Technology is a powerful agent that shapes those who use it in ways that are often unintended. For example, Air Conditioning has been credited with being one of the most culture-altering technologies because people tend to stay inside more- isolated from the community around them. As the Church we can see this unintended technological consequences as well. Consider the printing press, something we celebrate as believers who are now better able to study God’s Word. One of the unintended consequences of the printing press is the growth of individual interpretation over a communal interpretation. This has led to denominationalism and the elevation of personal interpretation.

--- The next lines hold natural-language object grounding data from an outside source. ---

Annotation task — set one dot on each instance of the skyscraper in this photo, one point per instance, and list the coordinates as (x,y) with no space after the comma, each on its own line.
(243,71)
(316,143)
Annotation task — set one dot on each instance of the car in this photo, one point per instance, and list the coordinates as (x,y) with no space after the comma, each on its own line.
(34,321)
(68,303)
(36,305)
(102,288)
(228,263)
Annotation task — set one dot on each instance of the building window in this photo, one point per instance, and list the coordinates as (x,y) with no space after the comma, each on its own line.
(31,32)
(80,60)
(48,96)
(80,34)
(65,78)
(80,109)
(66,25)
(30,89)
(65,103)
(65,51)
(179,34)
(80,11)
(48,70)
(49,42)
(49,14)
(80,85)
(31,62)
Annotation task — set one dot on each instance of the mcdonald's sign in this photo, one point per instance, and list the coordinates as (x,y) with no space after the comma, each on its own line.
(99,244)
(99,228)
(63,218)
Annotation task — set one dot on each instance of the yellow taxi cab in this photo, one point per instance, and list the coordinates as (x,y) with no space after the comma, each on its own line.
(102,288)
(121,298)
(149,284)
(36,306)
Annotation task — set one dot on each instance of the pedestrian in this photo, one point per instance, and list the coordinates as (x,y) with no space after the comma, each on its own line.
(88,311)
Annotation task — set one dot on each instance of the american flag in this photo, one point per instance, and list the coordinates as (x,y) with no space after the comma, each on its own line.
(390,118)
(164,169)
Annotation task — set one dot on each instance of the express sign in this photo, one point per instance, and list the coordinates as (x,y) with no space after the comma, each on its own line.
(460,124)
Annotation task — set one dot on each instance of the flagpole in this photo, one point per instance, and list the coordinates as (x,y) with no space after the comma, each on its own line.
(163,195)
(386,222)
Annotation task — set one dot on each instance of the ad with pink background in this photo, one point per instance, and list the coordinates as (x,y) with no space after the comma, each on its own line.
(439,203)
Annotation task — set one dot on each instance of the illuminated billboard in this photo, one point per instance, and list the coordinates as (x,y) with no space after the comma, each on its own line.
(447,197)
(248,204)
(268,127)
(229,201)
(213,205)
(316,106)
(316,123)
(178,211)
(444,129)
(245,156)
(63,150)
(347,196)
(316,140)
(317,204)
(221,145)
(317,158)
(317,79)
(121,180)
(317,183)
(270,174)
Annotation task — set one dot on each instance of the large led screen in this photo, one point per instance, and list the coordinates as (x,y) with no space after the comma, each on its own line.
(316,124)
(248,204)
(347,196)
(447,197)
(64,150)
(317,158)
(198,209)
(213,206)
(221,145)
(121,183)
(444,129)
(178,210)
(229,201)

Add to this a Bible where the chapter and verse were printed, it influences a move from seeing the Bible in it’s whole as a story, to approaching it as a dictionary or encyclopedia of facts and trivia. (Concepts presented at my session at Echo: A Look into the Near & Distant Future of Online Ministry)
As we are in another significant technological revolution it is important to consider how technology may influence the church, and what unintended consequences could impact future generations. Here are three I’ve been thinking about:
1. Sickly Online Christianity – With the increased access online to preachers, teachers and resources many Christians may try to self-select their own content rather than participating in the life of a community. One unintended consequence is people will only seek out the things that interest them, therefore they will avoid the whole counsel of God’s Word.
2. Homogeneous Digitized Churches – With technology, more churches will find ways to automate and/or systematize their discipleship programs. These programs will tend to be one-size-fits-all with a small variation. These Christians may develop homogeneous traits thereby trending toward an inability to use the diversity of the body to ward of heresy and/or be equipped to be healthy replicating community.
3. Internet Generation: Bible Illiterate – Recently a speaker at a church conference said 85% of content will be video in 2015 (if I recall or some date thereafter). Video is a powerful tool that brings many benefits but an unintended consequences could be more Christians relying on and learning through this video teaching rather than studying God’s Word on their own, becoming increasingly Bible illiterate.
As someone who is involved in serving thousands of churches with websites, technology and media I don’t want to appear an alarmist as I’m thankful for many of the blessings the Internet and technology has brought to the greater Church. My desire is that more thoughtful theological consideration and prayer will continue to surround the websites, applications and technologies we endeavor toward as they do impact the user in ways we may not have considered or intend.